A solution for this bug would be most welcome, since it's one of the critical issues holding back the 1.1.9 release. Reverting to CRITICAL_SECTION_START is also acceptable, because serial handshaking is not a major bottleneck in achieving reasonable print speeds.

ejtagle commented 6 years ago

But all the race conditions you pointed out were right. Does repetier use XON/XOFF even if the printer does not support it ? Maybe they are adding to the CRC the XOFF/XON chars...

ejtagle commented 6 years ago

@thinkyhead : My main concern here is not if reverting or not will fix it. It is not understanding the cause of the problem. Critical sections could be masking a more subtle problem.. All the tests i have done, transferring HUGE amounts of information on purpose, just to make it fail, did not fail at all. That´s something to worry about...

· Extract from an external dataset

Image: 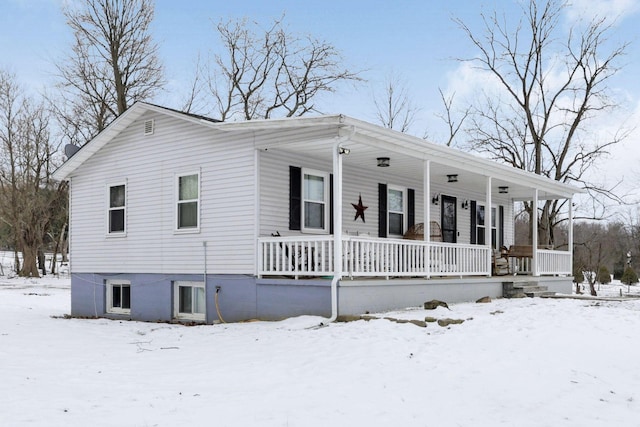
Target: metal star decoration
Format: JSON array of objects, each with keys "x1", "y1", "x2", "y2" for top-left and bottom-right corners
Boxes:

thinkyhead commented 6 years ago

The thing is, we have an obligation to the public and we cannot wait forever for a solution, allowing one issue to restrain all the other fixes and improvements that we need to get out to users. If the previous code works better in the real world, we will simply have to accept it and go back to the old code, whether we understand why it works or not.

The same will have to go for the endstop code now leading to inexplicable errors in dual-axis homing. If we can't figure out why the new and "better" code is broken for these users, then we must go back to the old and "worse" code that has the virtue of working.

AnHardt commented 6 years ago

Maybe they are adding to the CRC the XOFF/XON chars...

Very god point. What makes you think RepetierHost would work in XON/XOFF mode at all? XON/XOFF is relative new to Marlin. The "ok"-protocol always worked without XON/XOFF. Regardless of using ping-pong or the advanced buffersize (default) method. (Important is to tell RepetierHost about Marlins RX buffer size and it seems to help is you tell it only about 3/4 of Marlins buffer size (not tested in RH versions above 2.0).)

AnHardt commented 6 years ago

@repetier Can RH handle XON/XOFF?

ejtagle commented 6 years ago

I redid all my tests. Using a Windows Serial terminal called YAT (https://sourceforge.net/projects/y-a-terminal/), i sent a full gcode file to the SD card (with line numbers and checksums). 2megabytes. Not a single error or retransmission or anything. If disabling XON/XOFF i get lots of overruns. So, i suspect @AnHardt could be right here...

repetier commented 6 years ago

No, we do not support XON/XOFF handling. We only rely on our own traffic counting a sthis is compatible with all versions.